While I can talk with other people about wine, I can't imagine finding a comparable symbiot. I was already a megageek generalist when I met Joe. I never much cared about the ins and outs of regional personalities and relationships among growers and gossip about producers and the trade came my way but never seemed worth storing for later use. My relationship to wine didn't require it. Joe had developed a deep insight into the workings of the distribution channel already when I met him, and his regional knowledge was solid in the areas LD (pre-LDM) had growers. This competency grew dramatically over the years. Joe was master at picking the brains of growers and "enologues", as he would say in his preferred Franglish, on vitiviniculture, regulators, shippers, weather, networks of old college friends among the growers, business relationships, personal relationships, and more, even when he did not work with a given grower. We would drive around tasting and touring operations, and if the people receiving us would talk at all - on occasion we met extremely unforthcoming proprietors - between us we would suck every bit of knowledge from the people we visited.
The facility Joe had in French, particularly as we got into the later '90s, allowed him to use his basic shameless inquisitiveness to develop vast regional and interpersonal knowledge. Meanwhile, I was doing my own thing, drawing in comprehensive technical, comparative, and factual on wines, vines, vineyards, climates, cellars, regional references and oddities, geography, historical performance, retail trends and uptake, aging, closures, sensation, economics, blah blah in a crazy attempt to make the field itself a specialty. Generally, it worked. I used to know more abokut wine than anyone. But that changes every year.
And no one can know everything. All those things I said I did not store, I could rely on Joe to know and to supply. All the latest grower and business doings - wine business, not just Joe business - I might want or need to know to refresh my capacitors and to append my ROM and to feed my spirit, I could get from him. And when he ventured into unfamiliar territory or wanted help on a technique or a grower or some background on prior vintages of a given wine or whatever, Joe would walk his dog, get out his phone, and talk it over with me. We had a very complementary approach to the subject, in spite a lots of overlap.

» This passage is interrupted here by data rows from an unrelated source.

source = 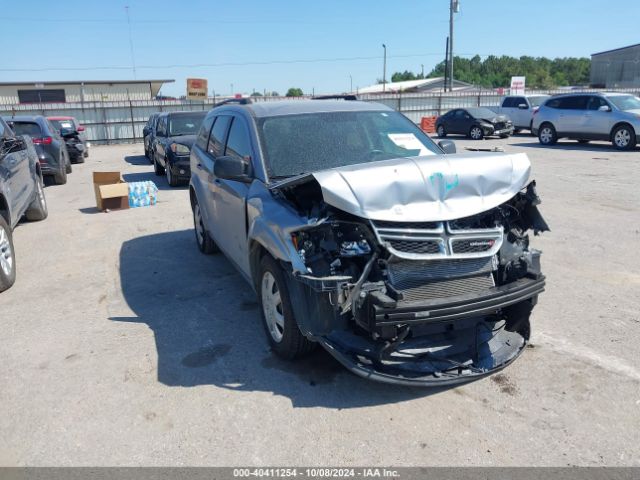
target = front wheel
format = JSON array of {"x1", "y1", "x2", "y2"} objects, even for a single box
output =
[
  {"x1": 25, "y1": 175, "x2": 49, "y2": 222},
  {"x1": 538, "y1": 123, "x2": 558, "y2": 145},
  {"x1": 0, "y1": 216, "x2": 16, "y2": 292},
  {"x1": 611, "y1": 125, "x2": 636, "y2": 150},
  {"x1": 258, "y1": 255, "x2": 316, "y2": 359},
  {"x1": 469, "y1": 126, "x2": 484, "y2": 140},
  {"x1": 153, "y1": 158, "x2": 164, "y2": 177}
]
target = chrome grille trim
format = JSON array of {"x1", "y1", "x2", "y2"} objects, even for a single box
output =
[{"x1": 371, "y1": 220, "x2": 504, "y2": 260}]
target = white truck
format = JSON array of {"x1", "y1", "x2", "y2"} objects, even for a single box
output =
[{"x1": 490, "y1": 95, "x2": 549, "y2": 133}]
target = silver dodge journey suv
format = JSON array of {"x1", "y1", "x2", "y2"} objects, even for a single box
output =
[{"x1": 532, "y1": 93, "x2": 640, "y2": 150}]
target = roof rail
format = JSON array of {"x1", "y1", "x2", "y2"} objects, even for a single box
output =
[
  {"x1": 213, "y1": 98, "x2": 253, "y2": 108},
  {"x1": 311, "y1": 94, "x2": 358, "y2": 101}
]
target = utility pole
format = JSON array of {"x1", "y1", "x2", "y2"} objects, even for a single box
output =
[
  {"x1": 382, "y1": 43, "x2": 387, "y2": 93},
  {"x1": 449, "y1": 0, "x2": 460, "y2": 92},
  {"x1": 124, "y1": 6, "x2": 137, "y2": 80}
]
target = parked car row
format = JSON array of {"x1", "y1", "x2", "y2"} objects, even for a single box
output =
[
  {"x1": 0, "y1": 115, "x2": 89, "y2": 292},
  {"x1": 0, "y1": 118, "x2": 49, "y2": 292},
  {"x1": 143, "y1": 111, "x2": 207, "y2": 187}
]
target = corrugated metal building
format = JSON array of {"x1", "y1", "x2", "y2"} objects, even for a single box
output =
[
  {"x1": 0, "y1": 80, "x2": 174, "y2": 105},
  {"x1": 591, "y1": 43, "x2": 640, "y2": 88}
]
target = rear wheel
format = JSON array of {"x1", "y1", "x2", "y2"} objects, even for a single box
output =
[
  {"x1": 25, "y1": 175, "x2": 49, "y2": 222},
  {"x1": 611, "y1": 125, "x2": 636, "y2": 150},
  {"x1": 53, "y1": 157, "x2": 67, "y2": 185},
  {"x1": 193, "y1": 199, "x2": 218, "y2": 255},
  {"x1": 538, "y1": 123, "x2": 558, "y2": 145},
  {"x1": 258, "y1": 255, "x2": 316, "y2": 359},
  {"x1": 469, "y1": 125, "x2": 484, "y2": 140},
  {"x1": 0, "y1": 216, "x2": 16, "y2": 292}
]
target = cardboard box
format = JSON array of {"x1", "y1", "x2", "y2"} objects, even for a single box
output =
[{"x1": 93, "y1": 172, "x2": 129, "y2": 210}]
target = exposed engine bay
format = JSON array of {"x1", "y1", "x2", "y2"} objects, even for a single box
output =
[{"x1": 275, "y1": 171, "x2": 549, "y2": 384}]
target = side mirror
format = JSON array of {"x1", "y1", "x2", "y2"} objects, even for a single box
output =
[
  {"x1": 438, "y1": 140, "x2": 456, "y2": 154},
  {"x1": 213, "y1": 156, "x2": 251, "y2": 182}
]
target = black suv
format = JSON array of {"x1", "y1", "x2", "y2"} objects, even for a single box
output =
[{"x1": 0, "y1": 118, "x2": 47, "y2": 292}]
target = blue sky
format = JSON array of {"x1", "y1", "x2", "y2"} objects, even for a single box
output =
[{"x1": 0, "y1": 0, "x2": 640, "y2": 95}]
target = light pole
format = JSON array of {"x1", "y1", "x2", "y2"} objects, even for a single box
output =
[{"x1": 382, "y1": 43, "x2": 387, "y2": 92}]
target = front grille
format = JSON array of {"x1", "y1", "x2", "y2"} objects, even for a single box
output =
[
  {"x1": 451, "y1": 238, "x2": 496, "y2": 253},
  {"x1": 389, "y1": 240, "x2": 444, "y2": 254},
  {"x1": 371, "y1": 218, "x2": 503, "y2": 260},
  {"x1": 387, "y1": 257, "x2": 493, "y2": 290},
  {"x1": 402, "y1": 273, "x2": 495, "y2": 302}
]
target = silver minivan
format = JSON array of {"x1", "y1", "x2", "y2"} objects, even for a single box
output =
[{"x1": 532, "y1": 93, "x2": 640, "y2": 150}]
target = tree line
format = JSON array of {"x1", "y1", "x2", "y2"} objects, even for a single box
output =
[{"x1": 388, "y1": 55, "x2": 591, "y2": 89}]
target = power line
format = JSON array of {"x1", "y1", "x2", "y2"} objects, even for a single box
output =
[{"x1": 0, "y1": 53, "x2": 489, "y2": 72}]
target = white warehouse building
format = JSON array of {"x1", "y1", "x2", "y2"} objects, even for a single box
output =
[{"x1": 0, "y1": 80, "x2": 175, "y2": 105}]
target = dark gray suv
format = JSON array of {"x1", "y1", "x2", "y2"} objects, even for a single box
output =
[
  {"x1": 5, "y1": 115, "x2": 72, "y2": 185},
  {"x1": 190, "y1": 100, "x2": 548, "y2": 385},
  {"x1": 0, "y1": 118, "x2": 48, "y2": 292}
]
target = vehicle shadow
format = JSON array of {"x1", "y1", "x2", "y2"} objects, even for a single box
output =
[
  {"x1": 124, "y1": 155, "x2": 153, "y2": 166},
  {"x1": 122, "y1": 170, "x2": 189, "y2": 190},
  {"x1": 110, "y1": 230, "x2": 450, "y2": 409}
]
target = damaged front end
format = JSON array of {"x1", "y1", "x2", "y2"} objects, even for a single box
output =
[{"x1": 273, "y1": 159, "x2": 548, "y2": 385}]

All of which I say, over several interruptions and from a tiny keyboard, so please excuse me for my errors, by way of noting the foul hole I find in my life. Having had a couple of weeks to try this no-Dressner thing, I vote that we put a stop to the experiment.
Thanks for this thread to all of you.
Oh, and Victor, as I've said, I loved that trip to Spain, largely thanks to you. Indeed, the France leg was amazing too, before I even got there. What memories. I think of these sorts of things daily, given that I have not even attempted such a trip since my snowed-out January 2005 no-go. I stay home a lot. But that winter-2000 trip was something. No, they cannot take away that one, and the trip to your then-new place was my honor.